William Purdon
- Born: William Brooke Purdon 28 December 1881 Belfast, Ireland
- Died: 1 December 1950 (aged 68) Kensington, England
- School: Royal Belfast Academical Institution Methodist College Belfast
- University: Queen's College, Belfast

Rugby union career
- Position: Scrum-half

Amateur team(s)
- Years: Team / Apps / (Points)
- Queen's College
- –: North of Ireland F.C.
- –: Collegians
- –: Army

International career
- Years: Team / Apps / (Points)
- 1906: Ireland / 3 / (3)

= William Purdon =

Irish rugby union player

Major-General William Brooke Purdon (28 November 1881 – 1 December 1950) was an Irish soldier, physician and medical administrator. Towards the end of his life he was a representative of the Northern Ireland Government in London and for four years was an Honorary Surgeon to the King. In his youth Purdon was a rugby footballer of some note, representing several Irish clubs and was selected to play international rugby for Ireland on three occasions in 1906.

==Personal career==
William Purdon was born in Belfast in 1881. He was educated at Royal Belfast Academical Institution and Methodist College Belfast before matriculating to Queen's College, Belfast where he studied medicine. He graduated as Bachelor of Medicine in 1906 and joined the Royal Army Medical Corps. In 1913 he took the Doctor of Public Health, and it was his specialisation in hygiene that he made his name after the war. During the First World War Purdon served the British Army with distinction. He was awarded the Distinguished Service Order and the Military Cross and was mentioned in dispatches three times during the conflict.
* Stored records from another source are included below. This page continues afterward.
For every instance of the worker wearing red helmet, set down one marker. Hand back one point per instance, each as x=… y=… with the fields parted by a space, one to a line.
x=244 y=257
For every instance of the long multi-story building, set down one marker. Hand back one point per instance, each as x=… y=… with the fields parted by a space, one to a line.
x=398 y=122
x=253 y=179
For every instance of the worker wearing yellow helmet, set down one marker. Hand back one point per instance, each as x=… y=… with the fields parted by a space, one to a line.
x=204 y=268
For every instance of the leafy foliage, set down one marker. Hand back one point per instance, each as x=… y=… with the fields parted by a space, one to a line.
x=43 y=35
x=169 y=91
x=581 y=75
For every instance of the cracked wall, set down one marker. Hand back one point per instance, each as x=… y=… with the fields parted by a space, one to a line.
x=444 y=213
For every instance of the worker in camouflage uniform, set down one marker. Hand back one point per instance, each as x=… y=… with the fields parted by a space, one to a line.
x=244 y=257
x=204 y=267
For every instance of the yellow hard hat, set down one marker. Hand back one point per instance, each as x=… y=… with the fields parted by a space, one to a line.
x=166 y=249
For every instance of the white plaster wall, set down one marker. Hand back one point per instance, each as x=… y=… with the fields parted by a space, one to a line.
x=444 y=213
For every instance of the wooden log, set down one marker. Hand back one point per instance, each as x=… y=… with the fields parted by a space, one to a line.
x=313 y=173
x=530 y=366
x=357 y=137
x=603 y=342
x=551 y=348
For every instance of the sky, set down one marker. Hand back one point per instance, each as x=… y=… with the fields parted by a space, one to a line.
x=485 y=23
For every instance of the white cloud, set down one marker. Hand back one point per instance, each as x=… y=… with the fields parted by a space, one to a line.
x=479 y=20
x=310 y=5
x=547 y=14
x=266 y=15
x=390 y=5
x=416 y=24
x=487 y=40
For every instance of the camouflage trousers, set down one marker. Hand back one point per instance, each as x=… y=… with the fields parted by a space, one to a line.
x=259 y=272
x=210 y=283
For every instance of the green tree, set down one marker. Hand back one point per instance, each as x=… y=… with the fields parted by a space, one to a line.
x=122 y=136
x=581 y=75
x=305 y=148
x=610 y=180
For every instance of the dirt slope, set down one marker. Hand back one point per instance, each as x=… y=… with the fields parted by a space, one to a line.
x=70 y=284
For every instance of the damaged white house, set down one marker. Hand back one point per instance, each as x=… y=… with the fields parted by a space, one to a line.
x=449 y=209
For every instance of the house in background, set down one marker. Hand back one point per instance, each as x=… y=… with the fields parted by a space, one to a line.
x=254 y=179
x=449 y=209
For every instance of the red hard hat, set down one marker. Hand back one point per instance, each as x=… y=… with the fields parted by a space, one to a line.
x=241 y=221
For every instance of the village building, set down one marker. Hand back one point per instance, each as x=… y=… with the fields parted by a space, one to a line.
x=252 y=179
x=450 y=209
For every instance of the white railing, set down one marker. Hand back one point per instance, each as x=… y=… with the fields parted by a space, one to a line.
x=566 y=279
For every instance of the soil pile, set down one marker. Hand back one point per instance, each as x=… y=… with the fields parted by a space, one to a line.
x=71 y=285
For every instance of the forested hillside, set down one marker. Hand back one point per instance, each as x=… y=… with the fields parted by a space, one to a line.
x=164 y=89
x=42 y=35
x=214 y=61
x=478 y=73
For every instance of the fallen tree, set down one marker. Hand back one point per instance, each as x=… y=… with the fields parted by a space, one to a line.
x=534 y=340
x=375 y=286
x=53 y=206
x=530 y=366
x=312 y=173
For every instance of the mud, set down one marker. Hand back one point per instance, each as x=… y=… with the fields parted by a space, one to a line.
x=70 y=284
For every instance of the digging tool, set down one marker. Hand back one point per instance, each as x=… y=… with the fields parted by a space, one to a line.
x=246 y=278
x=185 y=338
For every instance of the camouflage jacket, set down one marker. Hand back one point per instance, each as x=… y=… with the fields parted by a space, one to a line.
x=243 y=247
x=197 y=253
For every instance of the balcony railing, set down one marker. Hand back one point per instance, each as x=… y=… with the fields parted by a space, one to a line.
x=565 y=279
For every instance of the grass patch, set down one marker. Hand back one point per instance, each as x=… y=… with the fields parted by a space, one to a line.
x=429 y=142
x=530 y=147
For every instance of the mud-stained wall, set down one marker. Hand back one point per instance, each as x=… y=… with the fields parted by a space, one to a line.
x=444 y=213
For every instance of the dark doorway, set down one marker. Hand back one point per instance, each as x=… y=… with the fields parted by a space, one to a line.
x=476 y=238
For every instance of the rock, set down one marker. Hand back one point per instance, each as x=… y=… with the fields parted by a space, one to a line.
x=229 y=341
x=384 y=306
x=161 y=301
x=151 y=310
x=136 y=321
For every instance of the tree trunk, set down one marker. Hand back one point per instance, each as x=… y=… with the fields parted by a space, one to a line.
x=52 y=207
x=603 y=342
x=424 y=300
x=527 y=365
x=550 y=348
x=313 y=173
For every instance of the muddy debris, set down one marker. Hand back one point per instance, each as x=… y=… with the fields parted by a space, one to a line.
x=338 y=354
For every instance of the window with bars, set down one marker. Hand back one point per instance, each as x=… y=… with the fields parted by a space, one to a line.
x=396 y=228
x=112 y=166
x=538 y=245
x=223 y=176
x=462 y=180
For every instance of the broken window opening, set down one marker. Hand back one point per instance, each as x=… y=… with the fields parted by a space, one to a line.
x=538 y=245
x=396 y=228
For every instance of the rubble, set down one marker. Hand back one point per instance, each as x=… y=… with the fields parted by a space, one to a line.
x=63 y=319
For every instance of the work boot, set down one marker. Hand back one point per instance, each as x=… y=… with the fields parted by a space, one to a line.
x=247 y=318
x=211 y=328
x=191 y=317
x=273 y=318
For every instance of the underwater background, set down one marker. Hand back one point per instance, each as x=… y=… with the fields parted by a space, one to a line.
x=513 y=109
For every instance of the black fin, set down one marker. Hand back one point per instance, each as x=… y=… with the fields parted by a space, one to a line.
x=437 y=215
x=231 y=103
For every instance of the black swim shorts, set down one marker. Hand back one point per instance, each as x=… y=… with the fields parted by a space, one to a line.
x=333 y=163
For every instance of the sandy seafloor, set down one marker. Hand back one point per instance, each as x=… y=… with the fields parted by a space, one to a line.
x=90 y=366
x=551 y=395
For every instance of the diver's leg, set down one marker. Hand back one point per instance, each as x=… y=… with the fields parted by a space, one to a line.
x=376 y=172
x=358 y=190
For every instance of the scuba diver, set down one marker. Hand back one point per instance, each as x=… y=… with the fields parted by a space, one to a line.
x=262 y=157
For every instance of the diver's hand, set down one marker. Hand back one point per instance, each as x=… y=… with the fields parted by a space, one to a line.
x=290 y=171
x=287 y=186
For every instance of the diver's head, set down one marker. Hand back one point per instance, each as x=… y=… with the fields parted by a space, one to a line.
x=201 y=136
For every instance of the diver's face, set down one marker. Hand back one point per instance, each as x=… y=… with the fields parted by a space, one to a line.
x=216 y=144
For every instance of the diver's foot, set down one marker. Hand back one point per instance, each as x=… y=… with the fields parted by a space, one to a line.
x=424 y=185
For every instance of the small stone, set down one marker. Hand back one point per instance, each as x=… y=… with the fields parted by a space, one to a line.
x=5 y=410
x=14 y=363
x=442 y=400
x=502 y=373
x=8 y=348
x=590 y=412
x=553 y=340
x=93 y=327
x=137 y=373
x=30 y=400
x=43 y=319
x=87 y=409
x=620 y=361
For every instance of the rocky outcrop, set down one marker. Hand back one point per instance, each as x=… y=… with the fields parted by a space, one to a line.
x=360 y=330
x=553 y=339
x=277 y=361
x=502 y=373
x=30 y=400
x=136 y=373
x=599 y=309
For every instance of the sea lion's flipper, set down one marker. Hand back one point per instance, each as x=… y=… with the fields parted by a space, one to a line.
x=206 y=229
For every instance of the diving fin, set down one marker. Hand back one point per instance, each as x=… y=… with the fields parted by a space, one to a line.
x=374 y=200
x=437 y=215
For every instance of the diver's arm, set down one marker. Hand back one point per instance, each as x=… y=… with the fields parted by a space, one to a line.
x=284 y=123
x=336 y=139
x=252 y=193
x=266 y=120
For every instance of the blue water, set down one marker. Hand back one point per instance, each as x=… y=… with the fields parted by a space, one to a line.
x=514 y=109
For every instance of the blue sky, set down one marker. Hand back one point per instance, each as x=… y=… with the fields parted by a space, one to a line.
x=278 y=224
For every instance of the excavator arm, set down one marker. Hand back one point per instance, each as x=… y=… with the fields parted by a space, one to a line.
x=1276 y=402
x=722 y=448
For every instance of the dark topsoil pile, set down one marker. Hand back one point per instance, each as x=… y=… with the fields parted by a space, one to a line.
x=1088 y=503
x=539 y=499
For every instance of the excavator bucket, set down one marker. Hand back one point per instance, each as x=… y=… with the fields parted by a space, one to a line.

In 1923 he was appointed Officer of the Order of the British Empire and Officer of the Most Venerable Order of the Hospital of St John of Jerusalem. From 1930 to 1934 he was assistant director of Hygiene at the War Office and from 1934 to 1935 he was Deputy Director Medical Services British Troops in Egypt. From 1935 to 1938 he was Professor of Hygiene at Royal Army Medical College and during the Second World War he was medical supervisor of Queen Mary's Hospital, Roehampton. From 1938 to 1941 he was Honorary Surgeon to King George VI. In 1940 he was awarded the post of Deputy Director Medical Services Western Command. After retiring from the British Army he took up the role of Agent in London of the Northern Ireland Government.

==Rugby career==
Purdon first played rugby union as a schoolboy, before playing for the Queen's College team. It was while representing Queen's College that he was selected for the Ireland national team, playing all three games in the 1906 Home Nations Championship. His first match, played away to England, saw him score a try in a 16–6 victory. Although part of the losing Ireland team against Scotland in February, his final game home to Wales saw a win which gave Ireland the Championship title. The Wales game, which Ireland won 11–6, saw the Irish team finish with just 13 men on the pitch, after Ernie Caddell broke his leg and Purdon was forced to withdraw with torn knee ligaments. As well as Queen's, Purdon also played for North of Ireland F.C. and Collegians and was selected for the Army rugby team.

In 1949, Purdon was made President of London Irish, a post he held until his death in 1950.